Most of the affected women who had applied derivative asylum to protect their daughters from FGM had waited for years in the asylum system, longest for over eight years. In many cases women themselves were also fleeing other forms of “honour”-based violence. Women experienced the lengthy process even when their claims had been supported by medical evidence on mother’s FGM-status, Country Policy and Information Reports or documentary evidence such as letters from the family evidencing the continued treat of FGM or forced marriage. Women were frequently challenged to internally relocate, despite lack of police protection and their financial dependency in the family unit. Some women had undergone invasive medical examinations, only to have their experiences of FGM undermined during asylum interviews. All women, along with interviewed men and key informants, described widespread culture of disbelief during asylum interviews:

When I said, if you send me home, my daughter is going to go through FGM and my husband is going to do this [domestic abuse], they [the interviewer] were like, “Does your husband know you are here?” I said I don’t know, but I never told him. Even my kids don’t know that I’m here. But if I go home, I would want to see my kids. And they asked: “Why would you want to see your kids?”

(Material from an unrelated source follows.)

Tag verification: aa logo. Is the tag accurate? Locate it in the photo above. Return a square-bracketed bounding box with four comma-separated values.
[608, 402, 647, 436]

Many women’s wellbeing was seriously undermined by hostile questioning and dismissive attitudes towards disclosures of trauma. Women described asylum as “exhausting”, “frightening”, “inhumane”, and as “torture”. Women reported experiencing symptoms of depression, anxiety, sleep problems, panic attacks, suicidal thoughts, and feelings of shame, unsafety and loneliness during the asylum process. The asylum system acts as a barrier to information and support services. The ongoing limbo and asylum poverty many of the women continued to be in severely undermined their trust in others, self-confidence and independence, and their capacity to make sense of their own experiences of FGM to move on with their lives.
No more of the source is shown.